A Trump administration will make it a priority to move the U.S. embassy in Israel from Tel Aviv to Jerusalem, Mr. Friedman added, keeping a promise pledged previously by the candidate’s daughter, Ivanka Trump, prior to her father’s Election Day win.

“It was a campaign promise and there is every intention to keep it,” Mr. Friedman said. “We are going to see a very different relationship between America and Israel in a positive way.”

“The hostility will be gone between Israel and the U.S.,” he added. “We know how Obama treated the prime minister of Israel and how [Hillary] Clinton berated the prime minister…we will move forward with mutual respect and mutual love and a much better future for the U.S. and Israel.”

On his part, Mr. Trump pledged in September to recognize Jerusalem as Israel’s capital if elected to the presidency in defiance of longstanding United Nations policy.

Ayelet Shaked, Israel’s justice minister, called on Mr. Trump to uphold his promise in a statement of support issued Wednesday.

“I congratulate U.S. President Elect Donald Trump, a true friend of Israel,” he said in a statement. “I’m certain Trump will know how to courageously navigate the free world to successful destinations in the war against world terrorism.
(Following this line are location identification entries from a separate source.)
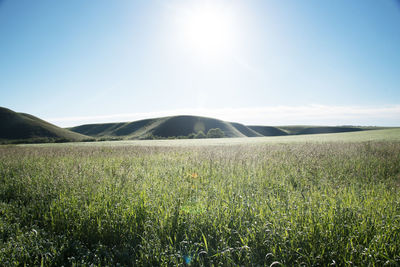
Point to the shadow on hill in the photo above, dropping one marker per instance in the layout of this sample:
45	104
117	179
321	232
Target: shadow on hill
322	130
22	126
268	130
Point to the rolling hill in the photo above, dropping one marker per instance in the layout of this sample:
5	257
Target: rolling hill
184	125
25	128
164	127
21	127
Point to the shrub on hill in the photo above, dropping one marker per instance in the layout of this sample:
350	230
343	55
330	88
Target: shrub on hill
200	135
215	133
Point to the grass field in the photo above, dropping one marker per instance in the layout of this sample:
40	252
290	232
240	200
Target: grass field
314	200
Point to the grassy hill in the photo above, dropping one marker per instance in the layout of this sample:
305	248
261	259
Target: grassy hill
184	125
21	127
164	127
268	130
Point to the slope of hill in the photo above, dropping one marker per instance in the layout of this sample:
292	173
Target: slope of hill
185	125
268	130
164	127
303	129
22	127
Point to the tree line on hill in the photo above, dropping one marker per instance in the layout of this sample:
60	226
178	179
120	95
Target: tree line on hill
212	133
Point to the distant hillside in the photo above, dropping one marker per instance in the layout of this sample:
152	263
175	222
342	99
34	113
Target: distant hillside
268	130
164	127
184	125
21	127
302	129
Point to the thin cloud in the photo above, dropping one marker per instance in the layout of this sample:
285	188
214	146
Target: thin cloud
276	115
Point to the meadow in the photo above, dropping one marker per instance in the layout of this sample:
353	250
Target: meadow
315	200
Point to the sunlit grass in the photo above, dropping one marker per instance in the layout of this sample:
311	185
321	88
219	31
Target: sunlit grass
293	203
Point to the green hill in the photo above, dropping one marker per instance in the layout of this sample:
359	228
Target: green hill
304	129
21	127
184	125
164	127
268	130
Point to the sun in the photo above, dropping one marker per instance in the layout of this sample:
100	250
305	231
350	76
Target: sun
208	29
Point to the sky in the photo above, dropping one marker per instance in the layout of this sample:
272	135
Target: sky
256	61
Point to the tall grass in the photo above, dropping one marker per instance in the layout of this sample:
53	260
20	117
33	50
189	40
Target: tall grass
289	204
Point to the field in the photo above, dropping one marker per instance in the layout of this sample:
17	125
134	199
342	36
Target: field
299	200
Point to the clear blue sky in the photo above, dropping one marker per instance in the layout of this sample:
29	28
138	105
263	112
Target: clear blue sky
259	62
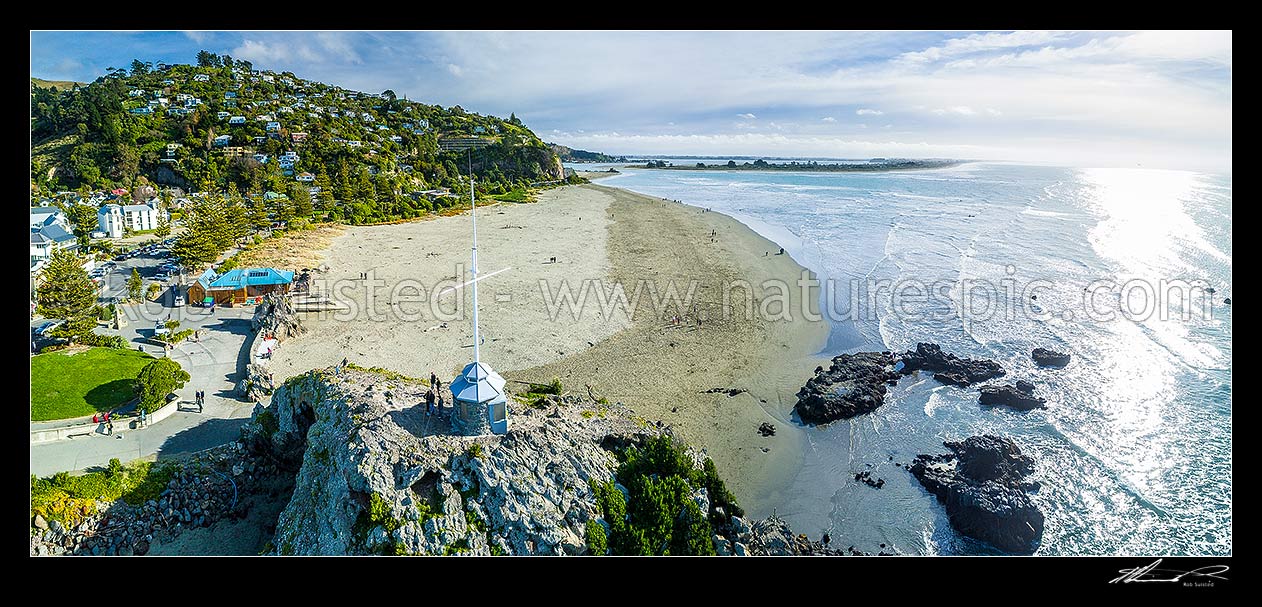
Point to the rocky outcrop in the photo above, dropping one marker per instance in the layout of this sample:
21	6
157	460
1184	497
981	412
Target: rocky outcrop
256	384
1045	357
1019	396
856	384
852	385
275	317
948	367
212	486
982	485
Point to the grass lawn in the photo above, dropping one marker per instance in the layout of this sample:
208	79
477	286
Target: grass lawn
83	381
This is an opportunity for the American Administration to move the United States’ embassy to Jerusalem, Israel’s eternal capital city.”
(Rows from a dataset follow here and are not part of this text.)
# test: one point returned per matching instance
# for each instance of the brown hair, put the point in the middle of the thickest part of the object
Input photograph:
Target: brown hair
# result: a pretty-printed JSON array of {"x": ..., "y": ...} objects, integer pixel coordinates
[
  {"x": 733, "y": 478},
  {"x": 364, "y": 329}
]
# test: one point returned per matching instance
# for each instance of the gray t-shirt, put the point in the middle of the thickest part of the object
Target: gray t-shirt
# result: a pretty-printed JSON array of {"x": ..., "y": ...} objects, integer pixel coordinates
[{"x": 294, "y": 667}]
Recognizing Israel’s capital city by placing the embassy there, he added, “would symbolize the tight connection and deep friendship between our two countries.”

While the Israeli government has officially spent decades towards reaching a two-state solution with Palestine, frequent military strikes and long-standing restrictions against Palestinian residents has complicated international efforts to recognize both nations equally.

“We will deal with any president elected by the American people on the principle of achieving permanent peace in the Middle East based on the two state solution on June 4 1967 lines with east Jerusalem as its capital,” a spokesman for Palestinian President Mahmoud Abbas said in a statement this week.

Mr. Bennett, the education minister, favors a “tripartite” solution in which contested territories are annexed by Israel but governed by the Palestinian Authority, with control over the Gaza Strip being relegated to Egypt, the Independent reported this week. 

“I am confident that President-elect Trump and I will continue to strengthen the unique alliance between our two countries and bring it to ever greater heights,” Israeli Prime Minister Benjamin Netanyahu said in response to Mr. Trump’s Election Day win.